We are given that $A\left(\overrightarrow{a}\right), B\left(\overrightarrow{b}\right), C\left(\overrightarrow{c}\right) \& D\left(\overrightarrow{d}\right)$ are four concyclic points such that

$x\overrightarrow{a}+y\overrightarrow{b}+z\overrightarrow{c}+t\overrightarrow{d}=\overrightarrow{0} ...\left(\text{i}\right)$

$x+y+z+t=0 ...\left(\text{ii}\right)$

Now, we know that angle subtended by chord on same side of circle are equal therefore 

$$\begin{gathered} \angle A=\angle C \\ \angle B=\angle D \\ \angle P=\angle P \end{gathered}$$

Hence, by $AAA$

$△APD~∆CPB$

So,

$\frac{AP}{CP}=\frac{PD}{PB}$

$\Rightarrow \frac{r-\overrightarrow{a}}{r-\overrightarrow{c}}=\frac{r-\overrightarrow{d}}{r-\overrightarrow{b}} ...\left(\text{iii}\right)$

Now, equation of line $AB$

$\overrightarrow{r}=\overrightarrow{a}+k_1\left(\overrightarrow{a}-\overrightarrow{b}\right)\Rightarrow \overrightarrow{r}-\overrightarrow{a}=k_1\left(\overrightarrow{a}-\overrightarrow{b}\right) ...\left(\text{iv}\right)$

$\overrightarrow{r}=\overrightarrow{b}+k_2\left(\overrightarrow{a}-\overrightarrow{b}\right)\Rightarrow \overrightarrow{r}-\overrightarrow{b}=k_2\left(\overrightarrow{a}-\overrightarrow{b}\right) ...\left(\text{v}\right)$

Now, equation of line $CD$

$\overrightarrow{r}=\overrightarrow{c}+k_3\left(\overrightarrow{c}-\overrightarrow{d}\right)\Rightarrow \overrightarrow{r}-\overrightarrow{c}=k_3\left(\overrightarrow{c}-\overrightarrow{d}\right) ...\left(\text{vi}\right)$

$\overrightarrow{r}=\overrightarrow{d}+k_4\left(\overrightarrow{c}-\overrightarrow{d}\right)\Rightarrow \overrightarrow{r}-\overrightarrow{d}=k_4\left(\overrightarrow{c}-\overrightarrow{d}\right) ...\left(\text{vii}\right)$

Putting these values in $\left(\text{iii}\right)$, we get

$$$k_1{k}_2{\left(\overrightarrow{a}-\overrightarrow{b}\right)}^2=k_3{k}_4{\left(\overrightarrow{c}-\overrightarrow{d}\right)}^2 ...\left(\text{viii}\right)$

Now equating $\left(\text{iv}\right) \& \left(\text{vi}\right)$, we get

$\overrightarrow{a}+k_1\left(\overrightarrow{a}-\overrightarrow{b}\right)=\overrightarrow{c}+k_3\left(\overrightarrow{c}-\overrightarrow{d}\right)$

$\Rightarrow \left(1+k_1\right)\overrightarrow{a}-k_1\overrightarrow{b}-\left(1+k_3\right)\overrightarrow{c}+k_3\overrightarrow{d}=0$

Comparing this with equation $\left(\text{i}\right)$, we get

$x=1+k_1, y=-k_1, z=-1-k_3, t=k_3 ....\left(A\right)$

These values are also satisfying equation $\left(\text{ii}\right)$.

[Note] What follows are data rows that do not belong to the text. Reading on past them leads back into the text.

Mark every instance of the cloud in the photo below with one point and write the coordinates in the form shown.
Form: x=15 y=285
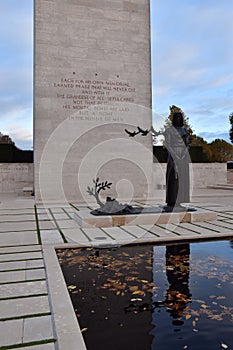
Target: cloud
x=21 y=136
x=211 y=136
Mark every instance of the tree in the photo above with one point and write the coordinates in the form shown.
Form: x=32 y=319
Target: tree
x=199 y=141
x=221 y=150
x=173 y=109
x=231 y=129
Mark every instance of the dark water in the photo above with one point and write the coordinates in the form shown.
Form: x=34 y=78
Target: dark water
x=153 y=297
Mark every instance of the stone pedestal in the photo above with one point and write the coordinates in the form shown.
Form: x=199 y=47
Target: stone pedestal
x=85 y=219
x=92 y=81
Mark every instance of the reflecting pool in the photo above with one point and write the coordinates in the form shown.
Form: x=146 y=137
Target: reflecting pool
x=143 y=297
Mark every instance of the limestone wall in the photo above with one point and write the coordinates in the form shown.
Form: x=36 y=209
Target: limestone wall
x=92 y=80
x=201 y=174
x=15 y=176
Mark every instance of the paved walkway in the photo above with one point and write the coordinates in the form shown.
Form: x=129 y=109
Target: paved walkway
x=26 y=312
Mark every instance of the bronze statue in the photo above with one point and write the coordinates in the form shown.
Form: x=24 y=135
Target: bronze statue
x=177 y=142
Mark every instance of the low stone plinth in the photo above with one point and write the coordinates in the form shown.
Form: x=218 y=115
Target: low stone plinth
x=85 y=219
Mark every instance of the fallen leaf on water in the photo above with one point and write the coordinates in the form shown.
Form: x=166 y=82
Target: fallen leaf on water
x=138 y=292
x=133 y=288
x=71 y=287
x=84 y=330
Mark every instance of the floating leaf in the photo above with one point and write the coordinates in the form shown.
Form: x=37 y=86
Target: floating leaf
x=72 y=287
x=138 y=292
x=133 y=288
x=84 y=330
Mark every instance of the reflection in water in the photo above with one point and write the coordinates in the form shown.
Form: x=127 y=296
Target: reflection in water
x=177 y=295
x=177 y=270
x=138 y=297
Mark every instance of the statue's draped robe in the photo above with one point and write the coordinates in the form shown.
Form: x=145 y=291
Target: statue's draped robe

Similarly, equating $\left(\text{v}\right) \& \left(\text{vii}\right)$, we get

$\overrightarrow{b}+k_2\left(\overrightarrow{a}-\overrightarrow{b}\right)=\overrightarrow{d}+k_4\left(\overrightarrow{c}-\overrightarrow{d}\right)$

$\Rightarrow k_2\overrightarrow{a}+\left(1-k_2\right)\overrightarrow{b}-k_4\overrightarrow{c}+\left(-1+k_4\right)\overrightarrow{d}=0$

Comparing this with equation $\left(\text{i}\right)$, we get

$x=k_2, y=1-k_2, z=-k_4, t=-1+k_4 ....\left(B\right)$

These values are also satisfying equation $\left(\text{ii}\right)$.

Combining $\left(A\right) \& \left(B\right)$, we get

$k_1=y, k_2=x, k_3=t, k_4=-z$

Putting these values in $\left(\text{viii}\right)$, we get

$-xy{\left(\overrightarrow{a}-\overrightarrow{b}\right)}^2=-zt{\left(\overrightarrow{c}-\overrightarrow{d}\right)}^2$

or 

$\left|xy\right|{\left|\overrightarrow{a}-\overrightarrow{b}\right|}^2=\left|zt\right|{\left|\overrightarrow{c}-\overrightarrow{d}\right|}^2$